私が小学6年生の頃、少年野球チームの引退の時にみんなで寄せ書きを書き合うという、いわゆる送別会的なものがありました。その時に、一人だけめちゃくちゃ寄せ書きを高速で書く人がいたのです。それは大人ウケが良く、優等生タイプのキャプテンでした。彼のメッセージを覗いた時、そこに書かれていた言葉を私は今でも鮮明に覚えています。
「いつもファーストを守ってくれてありがとう」
とんでもなく定型文!
私は小学生ながら愕然としました。なぜなら、隣のレフトの子には「いつもレフトを守ってくれてありがとう」、ショートの子には「いつもショートを守ってくれてありがとう」と書かれていたのです。彼は、キャプテンという立場でありながら、まさかの「定型文」でチームメイトへの最後のメッセージを処理していたのです。
ただ、私自身の美学的に、「定型文を書いて処理スピードを高めよう」とは思わなかったのです。時間がかかっても言葉を捻り出し、意味のある寄せ書きを書きたいと思いました。これはどちらが良いか悪いかという話ではなく、美学や信念の違いによるものです。

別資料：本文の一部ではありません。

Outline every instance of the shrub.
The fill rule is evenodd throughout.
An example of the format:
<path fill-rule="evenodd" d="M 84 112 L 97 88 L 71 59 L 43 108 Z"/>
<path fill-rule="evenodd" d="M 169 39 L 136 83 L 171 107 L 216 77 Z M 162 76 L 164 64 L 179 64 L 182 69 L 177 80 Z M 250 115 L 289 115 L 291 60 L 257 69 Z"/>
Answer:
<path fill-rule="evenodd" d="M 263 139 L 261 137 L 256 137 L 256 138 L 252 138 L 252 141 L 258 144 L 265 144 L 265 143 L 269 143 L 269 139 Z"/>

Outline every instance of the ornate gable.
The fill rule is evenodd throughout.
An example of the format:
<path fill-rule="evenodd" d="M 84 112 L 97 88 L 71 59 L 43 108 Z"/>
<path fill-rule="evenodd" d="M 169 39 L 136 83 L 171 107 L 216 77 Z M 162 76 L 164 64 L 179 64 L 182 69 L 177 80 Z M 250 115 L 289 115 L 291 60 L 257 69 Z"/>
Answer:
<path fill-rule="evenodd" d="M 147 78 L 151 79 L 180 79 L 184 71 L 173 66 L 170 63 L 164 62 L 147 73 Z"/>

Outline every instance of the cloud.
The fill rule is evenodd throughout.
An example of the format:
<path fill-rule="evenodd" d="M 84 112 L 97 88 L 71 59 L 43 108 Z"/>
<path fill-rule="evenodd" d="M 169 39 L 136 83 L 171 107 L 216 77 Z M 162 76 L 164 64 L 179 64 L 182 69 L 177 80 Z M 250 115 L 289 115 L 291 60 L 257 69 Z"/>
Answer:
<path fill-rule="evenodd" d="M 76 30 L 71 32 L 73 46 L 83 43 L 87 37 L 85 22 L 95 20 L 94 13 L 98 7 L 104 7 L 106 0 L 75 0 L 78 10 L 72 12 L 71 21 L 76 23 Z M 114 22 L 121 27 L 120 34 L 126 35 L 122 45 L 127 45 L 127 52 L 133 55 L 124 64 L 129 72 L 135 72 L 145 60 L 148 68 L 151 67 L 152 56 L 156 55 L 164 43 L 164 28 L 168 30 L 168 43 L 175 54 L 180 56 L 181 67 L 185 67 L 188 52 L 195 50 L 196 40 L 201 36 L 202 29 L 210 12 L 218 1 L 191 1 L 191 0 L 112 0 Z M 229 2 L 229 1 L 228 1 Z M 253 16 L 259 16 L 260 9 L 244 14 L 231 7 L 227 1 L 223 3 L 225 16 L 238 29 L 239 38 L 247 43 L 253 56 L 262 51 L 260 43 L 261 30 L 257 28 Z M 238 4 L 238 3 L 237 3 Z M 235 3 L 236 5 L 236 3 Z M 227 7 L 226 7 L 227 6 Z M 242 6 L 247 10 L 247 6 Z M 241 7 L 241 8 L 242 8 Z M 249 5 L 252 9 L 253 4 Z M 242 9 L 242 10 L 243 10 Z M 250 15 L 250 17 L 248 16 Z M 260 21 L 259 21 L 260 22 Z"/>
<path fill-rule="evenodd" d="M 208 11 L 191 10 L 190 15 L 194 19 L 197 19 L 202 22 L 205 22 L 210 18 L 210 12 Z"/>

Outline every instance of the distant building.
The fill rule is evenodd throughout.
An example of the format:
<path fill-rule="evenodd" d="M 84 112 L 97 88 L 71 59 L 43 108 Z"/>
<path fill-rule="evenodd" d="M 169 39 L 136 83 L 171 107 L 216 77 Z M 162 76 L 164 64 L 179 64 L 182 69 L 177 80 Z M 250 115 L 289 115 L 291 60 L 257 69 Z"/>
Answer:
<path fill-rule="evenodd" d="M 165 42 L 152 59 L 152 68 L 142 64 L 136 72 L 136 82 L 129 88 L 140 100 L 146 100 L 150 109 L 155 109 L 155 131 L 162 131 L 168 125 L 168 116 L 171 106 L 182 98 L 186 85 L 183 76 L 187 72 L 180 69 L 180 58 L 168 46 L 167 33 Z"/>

おそらくキャプテンの彼には、悪気はなかったのでしょう。しかし、受け手である私の心には、「自分はその他大勢の一人として処理された」という虚しさが残りました。 定型文は、書く側の思考を停止させるだけでなく、受け手の感情まですり減らしてしまうことがあるのだと、小学生ながら感じたのです。
打席数は、人生後半では挽回不可能
毎回小さな機会で、脳に汗をかいて言葉をひねり出してきた人と、定型文でお茶を濁し続けてきた人とで、10代や20代前半くらいまでは語彙力に大差はないでしょう。 しかし30代、40代と年齢を重ねた時、両者の間には「人を動かす言葉の重み」において、大きな差が生まれているのです。
言葉を選ぶ機会で向き合ってきた人と、楽に逃げた人とでは、人生単位で考えると数万回の打席数の差が生じているのです。これに40~50代で気づいてももはや挽回は不可能です。
毎回考え、言葉を捻り出してきた人が、大人になって人を惹きつける言葉を発するのです。
思考の累積量は、複利で効いてきます。 たかが寄せ書き、たかがメールの返信かもしれません。しかし、そこで「借り物の言葉」を使わず、自分の言葉を紡ごうと足掻くこと。その積み重ねだけが、あなたの「頭の回転の速さ」「説得力」「人の心を動かす」ことの土台となります。
書かなくてもOK、書くならひねり出せ
もちろん、どうしても言葉が出てこない相手もいるでしょう。 その場合は、いっそ「書かない」という選択もまた、合理的な判断です。中途半端な定型文を送るくらいなら、何も送らない方がマシです。
しかし、「この人には伝えたい」と思う相手ならば、絶対に定型文に逃げないでください。 上手な言葉でなくても構いません。借り物の「ご活躍をお祈りしております」ではなく、あなただけの言葉を絞り出す。 その泥臭いプロセスをサボらないことこそが、あなたの「言葉の資産」を増やす回り道のような最短の道なのです。
繰り返しになりますが、語彙力は言葉を知っていることではなく、いい言葉を吐き出せることであると念頭に置いておいてください。